Calibrating legs with the Arduino IDE
If you are using a MAC or Linux, you cannot use the "Terminal" programme (only suitable for Windows). However, you can still adjust the legs by using another terminal programme of your choice. The easiest way is to use the Arduino Terminal. You can invoke this in the Arduino IDE. The figure shows the Arduino terminal after the terminal has connected to the robot board. Proceed as follows:

  • Connect the Hexapod Robot Board (connector "PRG-M") to your computer as already done when installing the firmware.
  • Connect the battery to the Hexapod Robot Board.
  • Start the terminal program.
  • If you are using a terminal other than the Arduino terminal, select the serial port (same port as for programming).
  • Select a baud rate of 38400 baud. No LF and CR or "No line encoding" in the Arduino terminal.
  • Connect the terminal to the robot. The robot appears in the terminal window, as shown in Figure 72. Please note: The Arduino terminal connects immediately after opening!
  • Press the "RESET-M" button on the Hexapod Robot Board once.
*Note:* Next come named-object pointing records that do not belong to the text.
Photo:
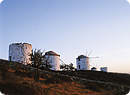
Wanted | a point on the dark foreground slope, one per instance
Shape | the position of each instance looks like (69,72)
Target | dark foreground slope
(17,79)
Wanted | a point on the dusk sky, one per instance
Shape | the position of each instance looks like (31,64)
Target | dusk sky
(70,27)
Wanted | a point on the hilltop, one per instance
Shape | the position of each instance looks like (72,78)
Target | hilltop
(18,79)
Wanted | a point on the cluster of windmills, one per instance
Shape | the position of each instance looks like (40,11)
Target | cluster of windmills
(19,52)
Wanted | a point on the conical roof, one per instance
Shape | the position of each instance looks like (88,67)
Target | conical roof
(51,53)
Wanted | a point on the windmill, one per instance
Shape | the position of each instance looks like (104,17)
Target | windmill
(90,57)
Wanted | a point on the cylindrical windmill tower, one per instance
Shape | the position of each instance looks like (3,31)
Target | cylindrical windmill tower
(82,63)
(53,59)
(20,52)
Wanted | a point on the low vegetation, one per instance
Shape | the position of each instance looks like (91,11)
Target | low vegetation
(18,79)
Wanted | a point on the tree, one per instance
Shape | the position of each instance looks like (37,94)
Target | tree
(38,60)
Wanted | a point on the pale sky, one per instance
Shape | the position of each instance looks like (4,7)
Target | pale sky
(69,27)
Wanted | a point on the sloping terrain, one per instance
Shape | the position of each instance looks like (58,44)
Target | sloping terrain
(18,79)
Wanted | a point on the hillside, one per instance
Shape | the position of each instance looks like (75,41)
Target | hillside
(18,79)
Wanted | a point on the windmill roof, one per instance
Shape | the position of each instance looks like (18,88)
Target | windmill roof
(51,53)
(81,56)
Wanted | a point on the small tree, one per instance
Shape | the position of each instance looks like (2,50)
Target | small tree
(39,60)
(36,59)
(66,67)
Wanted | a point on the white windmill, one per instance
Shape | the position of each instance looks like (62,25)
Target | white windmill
(82,61)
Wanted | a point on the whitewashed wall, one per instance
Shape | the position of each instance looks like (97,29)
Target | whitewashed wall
(20,52)
(84,64)
(54,62)
(104,69)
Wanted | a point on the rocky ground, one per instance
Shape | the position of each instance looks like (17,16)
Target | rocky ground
(17,79)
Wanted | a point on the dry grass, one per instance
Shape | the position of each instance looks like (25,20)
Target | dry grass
(20,81)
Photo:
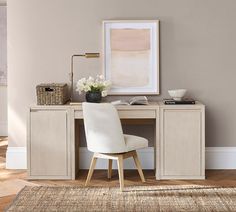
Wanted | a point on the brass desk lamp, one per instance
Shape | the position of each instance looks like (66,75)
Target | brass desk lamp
(86,55)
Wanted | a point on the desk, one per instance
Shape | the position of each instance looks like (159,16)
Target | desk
(52,147)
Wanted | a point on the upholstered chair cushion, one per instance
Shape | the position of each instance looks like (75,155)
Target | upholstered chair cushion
(104,132)
(135,142)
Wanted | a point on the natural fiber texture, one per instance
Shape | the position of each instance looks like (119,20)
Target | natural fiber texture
(52,94)
(148,198)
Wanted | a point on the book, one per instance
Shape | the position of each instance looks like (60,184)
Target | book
(181,102)
(137,100)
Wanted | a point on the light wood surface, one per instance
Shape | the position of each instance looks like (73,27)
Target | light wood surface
(182,142)
(91,169)
(179,134)
(48,146)
(138,165)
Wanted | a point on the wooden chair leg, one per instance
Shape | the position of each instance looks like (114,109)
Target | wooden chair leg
(121,171)
(138,165)
(90,173)
(109,168)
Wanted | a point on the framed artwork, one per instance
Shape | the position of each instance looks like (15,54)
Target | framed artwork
(131,56)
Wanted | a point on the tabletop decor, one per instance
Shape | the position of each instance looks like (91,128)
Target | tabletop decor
(86,55)
(95,88)
(131,56)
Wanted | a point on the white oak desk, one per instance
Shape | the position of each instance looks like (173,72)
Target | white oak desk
(179,144)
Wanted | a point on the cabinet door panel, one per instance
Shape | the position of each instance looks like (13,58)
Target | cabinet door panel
(182,142)
(48,143)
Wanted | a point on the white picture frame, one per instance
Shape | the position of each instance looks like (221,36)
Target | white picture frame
(131,56)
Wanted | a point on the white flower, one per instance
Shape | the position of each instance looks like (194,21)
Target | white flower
(91,84)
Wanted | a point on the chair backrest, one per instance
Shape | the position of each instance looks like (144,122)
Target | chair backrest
(103,128)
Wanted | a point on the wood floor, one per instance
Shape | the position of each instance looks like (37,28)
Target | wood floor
(214,177)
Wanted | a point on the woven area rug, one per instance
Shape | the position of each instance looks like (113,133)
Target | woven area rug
(146,198)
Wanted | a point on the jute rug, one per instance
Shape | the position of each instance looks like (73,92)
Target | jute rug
(146,198)
(10,187)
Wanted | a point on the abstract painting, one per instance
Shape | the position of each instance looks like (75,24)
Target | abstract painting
(131,56)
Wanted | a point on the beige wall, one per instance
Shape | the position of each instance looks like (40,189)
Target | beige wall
(197,41)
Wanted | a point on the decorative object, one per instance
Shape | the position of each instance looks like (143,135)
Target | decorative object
(131,56)
(95,97)
(86,55)
(52,94)
(95,89)
(138,198)
(177,94)
(3,45)
(185,101)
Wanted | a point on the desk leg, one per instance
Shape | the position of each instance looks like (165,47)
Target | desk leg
(157,151)
(74,140)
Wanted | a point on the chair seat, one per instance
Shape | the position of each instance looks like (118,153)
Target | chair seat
(135,142)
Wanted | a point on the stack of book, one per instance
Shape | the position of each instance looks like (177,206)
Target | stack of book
(180,102)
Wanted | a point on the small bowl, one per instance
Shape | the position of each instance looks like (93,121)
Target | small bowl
(177,94)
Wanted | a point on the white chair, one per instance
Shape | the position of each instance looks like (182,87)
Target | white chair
(105,138)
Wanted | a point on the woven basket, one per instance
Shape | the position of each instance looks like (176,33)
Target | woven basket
(52,94)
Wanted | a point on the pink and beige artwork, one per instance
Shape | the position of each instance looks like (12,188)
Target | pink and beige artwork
(130,57)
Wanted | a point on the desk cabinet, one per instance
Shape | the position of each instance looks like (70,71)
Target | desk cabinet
(48,146)
(182,142)
(53,139)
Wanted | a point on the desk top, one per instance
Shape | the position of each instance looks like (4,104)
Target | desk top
(150,106)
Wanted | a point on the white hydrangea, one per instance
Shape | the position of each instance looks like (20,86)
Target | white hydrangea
(94,84)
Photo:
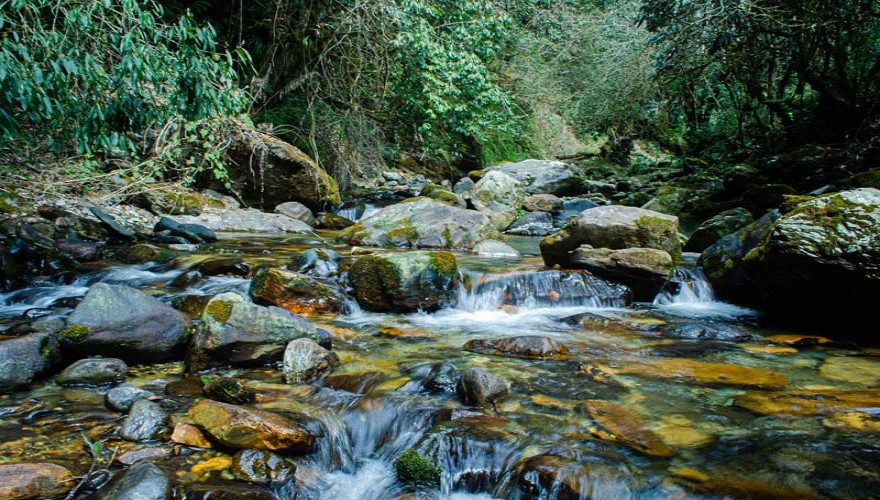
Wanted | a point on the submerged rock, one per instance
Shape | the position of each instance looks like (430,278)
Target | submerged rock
(116,320)
(404,282)
(421,223)
(243,428)
(93,371)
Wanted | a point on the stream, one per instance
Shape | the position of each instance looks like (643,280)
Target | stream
(656,362)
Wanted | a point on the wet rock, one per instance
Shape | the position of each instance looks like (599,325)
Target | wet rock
(304,360)
(93,371)
(237,332)
(625,426)
(229,390)
(25,358)
(543,203)
(318,262)
(121,398)
(526,346)
(34,480)
(643,270)
(493,248)
(421,223)
(532,224)
(717,227)
(498,196)
(116,320)
(545,176)
(145,422)
(404,282)
(243,428)
(615,227)
(332,222)
(477,387)
(294,292)
(257,466)
(143,481)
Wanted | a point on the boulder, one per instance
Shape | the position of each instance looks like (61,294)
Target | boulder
(93,371)
(494,248)
(643,270)
(34,480)
(295,210)
(145,422)
(304,360)
(116,320)
(717,227)
(22,359)
(615,227)
(421,223)
(237,332)
(404,282)
(526,346)
(499,197)
(240,428)
(294,292)
(544,176)
(477,387)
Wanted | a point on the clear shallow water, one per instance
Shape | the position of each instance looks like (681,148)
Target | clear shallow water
(540,442)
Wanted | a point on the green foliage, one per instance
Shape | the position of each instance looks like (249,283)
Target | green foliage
(98,74)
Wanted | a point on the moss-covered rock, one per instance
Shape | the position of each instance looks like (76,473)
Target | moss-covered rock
(404,282)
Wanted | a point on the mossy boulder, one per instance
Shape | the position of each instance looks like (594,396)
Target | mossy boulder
(405,282)
(421,223)
(615,227)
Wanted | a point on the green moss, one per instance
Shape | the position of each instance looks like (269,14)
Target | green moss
(416,469)
(219,310)
(444,263)
(75,332)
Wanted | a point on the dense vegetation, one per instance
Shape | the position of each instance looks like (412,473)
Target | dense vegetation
(361,84)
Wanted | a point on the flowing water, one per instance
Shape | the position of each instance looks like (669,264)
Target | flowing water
(680,424)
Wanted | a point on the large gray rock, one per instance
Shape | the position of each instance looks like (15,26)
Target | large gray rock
(545,176)
(615,227)
(23,359)
(237,332)
(421,223)
(404,282)
(120,321)
(717,227)
(498,196)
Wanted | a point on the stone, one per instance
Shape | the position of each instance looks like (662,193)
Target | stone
(34,480)
(145,422)
(621,424)
(525,346)
(478,387)
(23,359)
(304,360)
(421,223)
(717,227)
(615,227)
(493,248)
(295,210)
(93,371)
(543,203)
(143,481)
(499,197)
(257,466)
(116,320)
(545,176)
(237,332)
(239,428)
(121,398)
(404,282)
(643,270)
(294,292)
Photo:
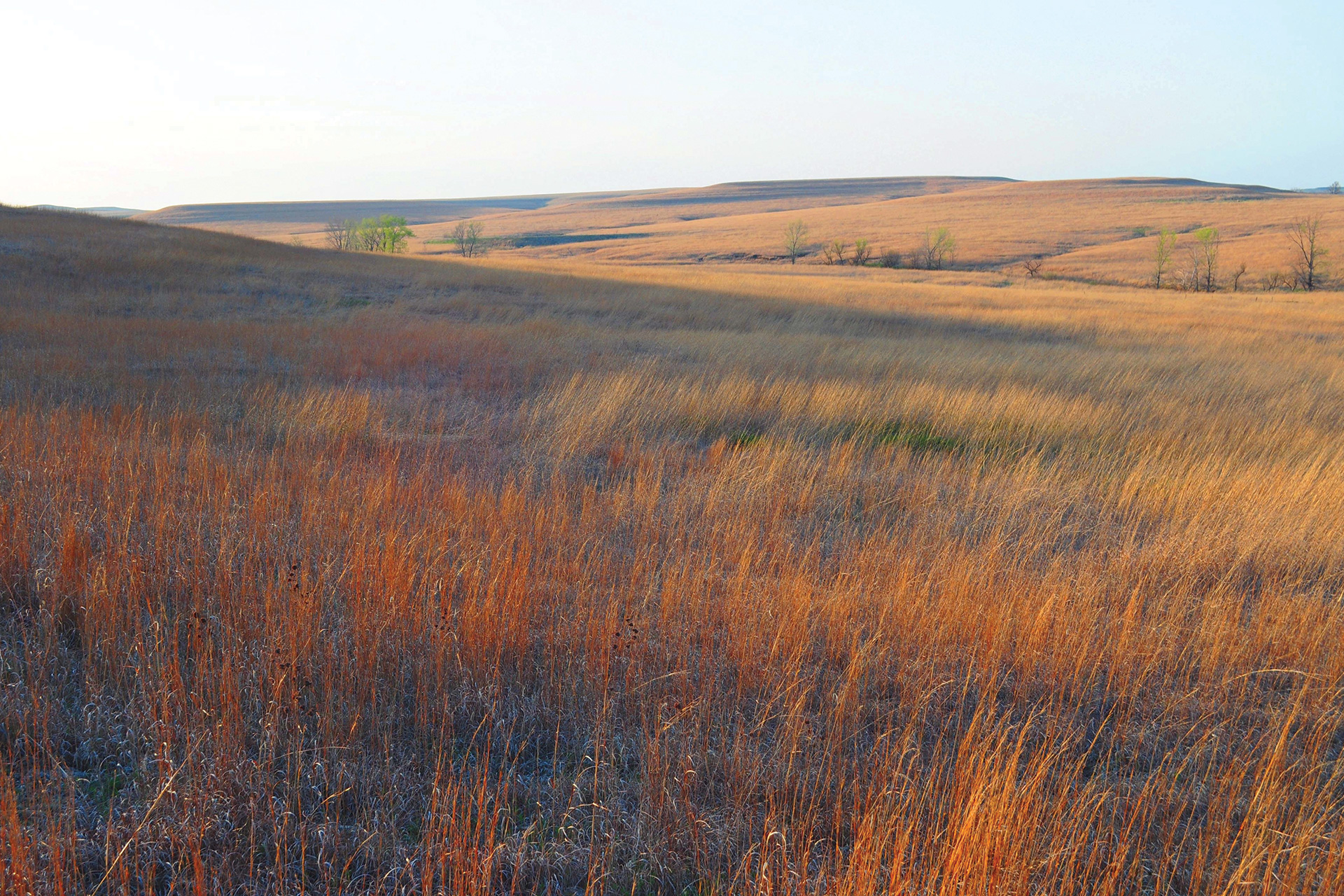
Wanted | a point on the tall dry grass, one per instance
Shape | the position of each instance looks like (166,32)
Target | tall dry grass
(332,574)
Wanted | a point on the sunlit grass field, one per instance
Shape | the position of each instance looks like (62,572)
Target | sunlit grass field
(342,574)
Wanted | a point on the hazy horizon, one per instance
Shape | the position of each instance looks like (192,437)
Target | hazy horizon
(151,104)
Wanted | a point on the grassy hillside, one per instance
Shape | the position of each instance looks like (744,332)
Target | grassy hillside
(336,573)
(1088,232)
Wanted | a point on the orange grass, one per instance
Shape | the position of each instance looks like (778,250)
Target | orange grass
(347,574)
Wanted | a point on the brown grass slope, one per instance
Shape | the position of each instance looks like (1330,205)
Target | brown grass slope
(347,574)
(1085,230)
(561,213)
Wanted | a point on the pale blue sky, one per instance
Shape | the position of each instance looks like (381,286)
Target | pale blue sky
(148,104)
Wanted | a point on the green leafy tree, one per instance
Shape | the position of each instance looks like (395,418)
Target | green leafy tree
(1210,244)
(385,234)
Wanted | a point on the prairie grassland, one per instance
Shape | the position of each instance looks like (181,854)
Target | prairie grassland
(1101,232)
(344,574)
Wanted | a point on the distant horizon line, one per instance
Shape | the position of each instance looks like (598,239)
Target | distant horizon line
(125,211)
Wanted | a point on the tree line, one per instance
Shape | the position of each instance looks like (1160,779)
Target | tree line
(1200,265)
(937,251)
(1202,269)
(382,234)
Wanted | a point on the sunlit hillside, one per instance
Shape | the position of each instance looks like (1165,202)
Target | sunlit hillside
(337,573)
(1101,232)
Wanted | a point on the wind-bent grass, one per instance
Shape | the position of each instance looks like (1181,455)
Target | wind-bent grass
(511,580)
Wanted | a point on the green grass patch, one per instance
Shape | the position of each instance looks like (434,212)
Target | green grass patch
(917,437)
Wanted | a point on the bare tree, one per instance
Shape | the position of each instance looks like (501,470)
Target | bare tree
(468,238)
(1163,257)
(939,248)
(1210,242)
(340,234)
(1308,253)
(1237,277)
(794,241)
(862,253)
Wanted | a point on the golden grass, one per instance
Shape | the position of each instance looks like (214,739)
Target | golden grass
(1091,232)
(347,574)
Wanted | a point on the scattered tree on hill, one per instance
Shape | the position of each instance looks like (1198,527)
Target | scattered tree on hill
(1237,277)
(835,251)
(1210,242)
(468,235)
(794,241)
(1308,253)
(939,248)
(340,234)
(385,234)
(1163,257)
(862,253)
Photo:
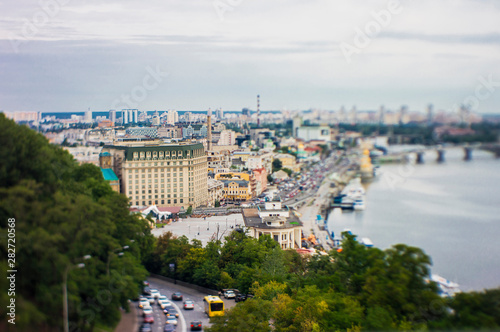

This is not necessary when using the Arduino terminal.

Figure 72
Figure 72

The following text appears in the terminal window.
PS2 Init: 0
Maker Factory
Hexapod Monitor
O - Enter servo offset mode

Send an "O" to the robot board by writing "O" in the transmission line and then pressing the Enter key. The robot will now "wiggle" with the chosen servo in the setting.

→ The characters can be written in small or capital letters ("o" as well as "O" is possible). The following message then appears in the terminal: Serial Cmd Line:o Find Servo Zeros. $-Exit, +- changes, *-change servo 0-5 Chooses a leg, C-Coxa, F-Femur, T-Tibia Servo: RR Coxa(0)

The following input options are available:

  • With "$" you leave the calibration -> Exit
  • With "+" or "-" you can precisely adjust the selected servo in small steps. The characters must be sent to the Hexapod Robot Board until the leg is correctly adjusted.
  • Use "*" to select the next servo.
  • With a number from 0 to 5 you can select the legs individually.
    0 = Leg RR (right rear)
    1 = Leg RM (right middle)
    2 = Leg RF (right front)
    3 = Leg LR (left rear)
    4 = Leg LM (left middle)
    5 = Leg LF (left front)

When all servos are set, send a "$" character. The programme will now ask if you want to save the data. Send "y" for save or "n" to discard the settings.

→ You may need to perform this calibration procedure again after some time. The reason for this is that after a certain operating time the servos get a larger gear backlash and the first calibration no longer proves to be ideal.

After the Robobug has been assembled and calibrated, you can unscrew the screws M3 x 6 mm (large head diameter 6 mm) and secure them with a screw lock. These are then screwed in again. Also check all other screws for tightness.